There is physical plausibility: in the vacuum of space, radiative cooling efficiency far exceeds that of ground air cooling, and solar energy in orbit faces no atmospheric attenuation or day-night cycle. SpaceX has a unique structural advantage: its own rockets mean launch costs can be internalized; Starlink already has over 6,000 satellites in orbit, and the data transmission infrastructure is ready.

However, training large models can tolerate some communication delay, but inference services are extremely sensitive to latency. The physical lower limit of star-ground links is 20-40 milliseconds, plus network jitter and queuing, making it an order of magnitude slower than ground data centers. In other words, space compute might handle training loads but cannot, in the short term, replace ground-based inference clusters.

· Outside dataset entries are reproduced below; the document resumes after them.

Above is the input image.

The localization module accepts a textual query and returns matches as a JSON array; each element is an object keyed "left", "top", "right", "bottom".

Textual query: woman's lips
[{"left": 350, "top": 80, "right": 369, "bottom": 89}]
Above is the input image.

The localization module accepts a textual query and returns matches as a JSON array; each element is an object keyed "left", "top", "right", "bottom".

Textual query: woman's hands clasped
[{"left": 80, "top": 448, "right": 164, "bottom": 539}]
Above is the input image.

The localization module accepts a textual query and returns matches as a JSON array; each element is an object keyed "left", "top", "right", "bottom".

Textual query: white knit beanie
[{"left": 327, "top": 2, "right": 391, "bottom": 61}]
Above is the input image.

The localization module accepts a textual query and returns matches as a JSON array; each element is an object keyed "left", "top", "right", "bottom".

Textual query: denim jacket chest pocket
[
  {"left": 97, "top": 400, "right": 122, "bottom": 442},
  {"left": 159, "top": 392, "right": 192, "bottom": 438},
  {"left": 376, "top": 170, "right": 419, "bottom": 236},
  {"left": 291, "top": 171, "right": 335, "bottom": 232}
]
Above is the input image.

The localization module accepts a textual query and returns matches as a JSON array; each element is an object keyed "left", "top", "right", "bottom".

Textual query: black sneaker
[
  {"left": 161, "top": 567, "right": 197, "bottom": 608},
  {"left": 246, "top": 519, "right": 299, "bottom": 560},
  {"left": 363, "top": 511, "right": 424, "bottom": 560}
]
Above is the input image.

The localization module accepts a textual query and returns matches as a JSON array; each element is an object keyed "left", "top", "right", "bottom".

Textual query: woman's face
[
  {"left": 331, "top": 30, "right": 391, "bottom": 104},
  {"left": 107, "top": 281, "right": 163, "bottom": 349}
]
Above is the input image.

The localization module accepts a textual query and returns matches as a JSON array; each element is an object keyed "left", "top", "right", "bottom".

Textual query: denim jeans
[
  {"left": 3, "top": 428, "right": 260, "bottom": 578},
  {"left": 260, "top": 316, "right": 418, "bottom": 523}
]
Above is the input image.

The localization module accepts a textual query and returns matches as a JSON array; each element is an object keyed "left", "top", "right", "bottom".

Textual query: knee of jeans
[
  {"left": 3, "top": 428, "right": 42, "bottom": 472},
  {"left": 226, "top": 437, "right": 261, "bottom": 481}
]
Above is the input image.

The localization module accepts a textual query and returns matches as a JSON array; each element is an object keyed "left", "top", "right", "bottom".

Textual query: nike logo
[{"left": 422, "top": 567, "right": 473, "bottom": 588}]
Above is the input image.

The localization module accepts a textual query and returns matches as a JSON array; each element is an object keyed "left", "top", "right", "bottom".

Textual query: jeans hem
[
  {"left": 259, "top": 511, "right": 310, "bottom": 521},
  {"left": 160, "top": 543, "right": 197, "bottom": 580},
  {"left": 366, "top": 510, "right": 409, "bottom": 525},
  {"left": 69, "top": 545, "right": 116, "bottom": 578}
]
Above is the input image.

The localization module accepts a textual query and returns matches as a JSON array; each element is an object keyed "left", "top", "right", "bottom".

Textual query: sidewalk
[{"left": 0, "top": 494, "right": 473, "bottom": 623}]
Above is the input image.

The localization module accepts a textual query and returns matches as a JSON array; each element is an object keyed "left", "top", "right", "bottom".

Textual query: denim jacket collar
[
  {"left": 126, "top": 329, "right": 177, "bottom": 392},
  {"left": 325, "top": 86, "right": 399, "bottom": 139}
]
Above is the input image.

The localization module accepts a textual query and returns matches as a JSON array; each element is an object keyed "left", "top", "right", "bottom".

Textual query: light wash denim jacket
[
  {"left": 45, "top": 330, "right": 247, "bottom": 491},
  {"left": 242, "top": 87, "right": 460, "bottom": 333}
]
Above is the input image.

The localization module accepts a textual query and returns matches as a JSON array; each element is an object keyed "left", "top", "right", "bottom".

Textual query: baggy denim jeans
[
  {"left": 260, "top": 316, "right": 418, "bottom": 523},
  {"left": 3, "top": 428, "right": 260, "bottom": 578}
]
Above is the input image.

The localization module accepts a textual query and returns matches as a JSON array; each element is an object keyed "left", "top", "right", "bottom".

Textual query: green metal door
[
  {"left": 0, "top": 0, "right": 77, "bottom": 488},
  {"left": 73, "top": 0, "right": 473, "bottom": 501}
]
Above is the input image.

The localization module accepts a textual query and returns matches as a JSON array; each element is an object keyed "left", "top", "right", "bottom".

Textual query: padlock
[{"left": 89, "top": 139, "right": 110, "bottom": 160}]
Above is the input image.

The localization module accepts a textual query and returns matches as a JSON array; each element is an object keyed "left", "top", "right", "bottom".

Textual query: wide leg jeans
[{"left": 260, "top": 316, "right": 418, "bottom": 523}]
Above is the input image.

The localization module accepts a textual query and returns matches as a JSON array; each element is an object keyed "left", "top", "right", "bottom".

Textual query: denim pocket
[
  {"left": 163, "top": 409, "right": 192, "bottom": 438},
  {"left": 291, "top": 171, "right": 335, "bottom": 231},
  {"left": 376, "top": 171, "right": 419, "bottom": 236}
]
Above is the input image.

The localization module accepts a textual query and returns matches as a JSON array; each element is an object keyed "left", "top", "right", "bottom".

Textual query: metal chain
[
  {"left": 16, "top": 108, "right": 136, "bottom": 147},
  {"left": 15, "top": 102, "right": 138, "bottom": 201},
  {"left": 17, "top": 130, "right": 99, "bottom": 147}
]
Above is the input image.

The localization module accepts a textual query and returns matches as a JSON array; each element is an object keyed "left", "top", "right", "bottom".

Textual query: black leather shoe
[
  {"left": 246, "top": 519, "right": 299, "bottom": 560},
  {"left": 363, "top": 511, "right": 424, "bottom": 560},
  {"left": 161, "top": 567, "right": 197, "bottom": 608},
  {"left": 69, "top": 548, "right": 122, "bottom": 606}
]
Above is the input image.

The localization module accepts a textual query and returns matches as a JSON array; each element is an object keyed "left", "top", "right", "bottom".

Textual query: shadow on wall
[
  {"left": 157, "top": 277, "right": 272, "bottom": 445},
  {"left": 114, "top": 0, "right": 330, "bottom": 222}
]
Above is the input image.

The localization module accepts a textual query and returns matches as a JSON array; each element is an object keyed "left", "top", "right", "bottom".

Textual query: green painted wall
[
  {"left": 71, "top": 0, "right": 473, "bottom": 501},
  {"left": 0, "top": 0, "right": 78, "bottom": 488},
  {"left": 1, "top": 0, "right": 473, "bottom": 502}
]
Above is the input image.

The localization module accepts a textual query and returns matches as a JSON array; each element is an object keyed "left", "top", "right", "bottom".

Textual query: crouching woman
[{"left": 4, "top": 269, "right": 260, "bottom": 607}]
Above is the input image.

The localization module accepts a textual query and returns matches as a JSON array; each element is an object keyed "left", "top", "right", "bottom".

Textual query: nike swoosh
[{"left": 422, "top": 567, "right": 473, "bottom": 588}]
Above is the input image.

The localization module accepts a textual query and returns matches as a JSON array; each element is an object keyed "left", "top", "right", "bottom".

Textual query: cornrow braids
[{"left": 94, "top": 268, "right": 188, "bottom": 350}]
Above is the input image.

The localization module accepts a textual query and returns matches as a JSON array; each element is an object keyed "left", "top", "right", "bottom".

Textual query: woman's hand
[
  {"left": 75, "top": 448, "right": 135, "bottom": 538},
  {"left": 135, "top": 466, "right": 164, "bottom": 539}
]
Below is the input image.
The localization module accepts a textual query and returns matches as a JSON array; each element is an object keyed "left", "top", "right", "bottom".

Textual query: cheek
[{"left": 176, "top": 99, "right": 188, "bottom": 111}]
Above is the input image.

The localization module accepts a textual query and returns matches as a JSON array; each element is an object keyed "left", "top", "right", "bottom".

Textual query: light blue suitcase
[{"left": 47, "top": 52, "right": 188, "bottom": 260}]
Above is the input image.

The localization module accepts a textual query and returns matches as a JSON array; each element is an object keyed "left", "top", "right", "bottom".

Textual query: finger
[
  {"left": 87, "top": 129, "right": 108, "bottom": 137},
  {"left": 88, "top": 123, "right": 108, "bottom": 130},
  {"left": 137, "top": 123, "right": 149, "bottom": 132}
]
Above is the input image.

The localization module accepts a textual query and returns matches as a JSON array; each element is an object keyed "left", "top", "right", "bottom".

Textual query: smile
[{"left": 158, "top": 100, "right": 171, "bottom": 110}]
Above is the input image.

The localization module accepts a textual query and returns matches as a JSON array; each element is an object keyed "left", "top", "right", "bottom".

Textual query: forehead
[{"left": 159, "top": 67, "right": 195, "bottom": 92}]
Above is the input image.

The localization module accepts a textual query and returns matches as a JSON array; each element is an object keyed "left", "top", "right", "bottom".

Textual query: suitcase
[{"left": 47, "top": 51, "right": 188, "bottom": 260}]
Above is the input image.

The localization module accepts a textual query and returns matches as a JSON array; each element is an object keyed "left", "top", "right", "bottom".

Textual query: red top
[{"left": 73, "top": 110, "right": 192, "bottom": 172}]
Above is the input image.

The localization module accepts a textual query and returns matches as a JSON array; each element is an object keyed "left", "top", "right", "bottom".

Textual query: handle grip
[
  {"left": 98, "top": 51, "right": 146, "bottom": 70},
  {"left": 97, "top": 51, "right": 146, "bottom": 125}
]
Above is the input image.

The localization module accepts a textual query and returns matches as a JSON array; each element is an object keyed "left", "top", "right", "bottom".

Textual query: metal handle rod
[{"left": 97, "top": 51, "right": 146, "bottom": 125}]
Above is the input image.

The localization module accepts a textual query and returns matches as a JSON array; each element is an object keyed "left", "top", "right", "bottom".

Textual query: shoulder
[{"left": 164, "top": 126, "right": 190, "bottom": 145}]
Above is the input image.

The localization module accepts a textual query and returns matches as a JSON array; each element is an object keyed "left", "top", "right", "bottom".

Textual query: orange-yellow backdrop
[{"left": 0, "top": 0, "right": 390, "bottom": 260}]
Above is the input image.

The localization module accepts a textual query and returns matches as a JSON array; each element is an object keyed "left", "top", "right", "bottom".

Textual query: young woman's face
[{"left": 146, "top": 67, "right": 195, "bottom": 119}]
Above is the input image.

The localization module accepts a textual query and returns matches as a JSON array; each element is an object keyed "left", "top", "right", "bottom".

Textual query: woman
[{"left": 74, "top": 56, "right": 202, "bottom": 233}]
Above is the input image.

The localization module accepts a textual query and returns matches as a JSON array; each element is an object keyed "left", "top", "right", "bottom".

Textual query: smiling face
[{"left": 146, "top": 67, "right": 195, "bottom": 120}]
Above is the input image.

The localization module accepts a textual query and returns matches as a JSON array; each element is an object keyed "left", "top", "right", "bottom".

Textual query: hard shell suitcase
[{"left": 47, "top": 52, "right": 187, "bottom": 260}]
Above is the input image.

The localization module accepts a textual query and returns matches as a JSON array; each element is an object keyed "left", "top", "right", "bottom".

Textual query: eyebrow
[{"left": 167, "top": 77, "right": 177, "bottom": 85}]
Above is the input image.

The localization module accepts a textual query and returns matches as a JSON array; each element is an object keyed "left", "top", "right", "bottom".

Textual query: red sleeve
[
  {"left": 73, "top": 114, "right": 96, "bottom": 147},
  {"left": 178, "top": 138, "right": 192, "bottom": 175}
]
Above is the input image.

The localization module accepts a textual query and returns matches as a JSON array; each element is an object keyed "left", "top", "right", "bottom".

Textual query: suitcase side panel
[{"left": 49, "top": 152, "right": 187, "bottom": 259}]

A more critical constraint is economics. Even if SpaceX halves the cost per kilogram of launch, the cost per watt of space data centers will still be significantly higher than ground-based ones within 2-3 years. Unless ground electricity and cooling costs surge to a critical point, space compute’s economic viability is questionable.

But this narrative serves very different purposes: it influences IPO investors and motivates engineers. “Rocket company” + “AI space infrastructure company” is full of future imagination. According to foreign media reports, SpaceX secretly filed for an IPO on April 1, under the code name “Project Apex,” hired 21 investment banks, aiming to go public in June with a valuation of $1.75 trillion and raising $75 billion. A valuation of $1.75 trillion clearly relies heavily on storytelling and imagination.

Looking at the three events of May 6 together, Musk also wants to be an “AI water seller.”

X platform’s 500 million daily real-time data points are the data source; Grok model remains operational but downgraded from a “mission” to a “product”; the compute side has the Colossus cluster and Terafab chip factory; communication has Starlink’s global coverage; launch vehicles include Falcon and Starship. From data to models, chips, bandwidth, to launch, Musk aims for full-chain vertical integration.

However, if in two years the AI investment bubble bursts, enterprise AI spending shrinks, and compute demand growth slows, the $55 billion chip factory becomes a sunk cost, and space data centers turn into orbital debris.

Nevertheless, Musk might still win—his bet is that AI will never stop.